Are mattress and pillow protectors necessary? What should you look for when buying them?
They are especially helpful for those with allergies but will also keep your pillows and mattress from absorbing sweat, which will prolong their lifespan. They are made from cotton, silk synthetic material, or even wool, which provides warmth in winter or cold climates.
How often should pillows and duvets be replaced?
Replacing your linens all depends on how often they are used and how you care for them. When cared for properly, they should last for a long time.

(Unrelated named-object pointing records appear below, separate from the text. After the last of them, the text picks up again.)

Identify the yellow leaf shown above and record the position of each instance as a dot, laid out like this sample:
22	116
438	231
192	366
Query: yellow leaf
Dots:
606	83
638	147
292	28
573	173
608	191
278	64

For down-filled pillows and duvets, a good fluff every day will prolong their life, and you always want to follow the manufacturer’s care instructions.
What kind of pillow should you look for if you sleep on your back? On your side? On your stomach?
Firm pillows are great if you sleep on your side. Medium pillows are fine if you sleep on your back, and if you sleep on your stomach, choose a soft pillow. If you tend to wake up with a stiff neck, your pillow may be too soft -- adding a second firmer one can help.
Natural fills are soft, light, and comfortable. They are more breathable materials and will absorb moisture and then release it when “fluffed.” They also have a longer lifespan than synthetic fills and can last more than 10 years if cared for properly.
Synthetic fills are easy to care for. They can be machine washed and tumble dried, are ideal for children, and are great options for allergy sufferers.
What kind of fill options are best for allergy sufferers?
Synthetic fills are not the only options for those with allergies, though their ability to stand up to frequent laundering does make them a good option. Wool and silk should be considered for their natural resistance to dust mites, and remember that animal allergies do not necessarily include pure goose down. That said, a high-quality down duvet that is covered in a tight weave is more resistant to dust mites than any cover of a lower quality.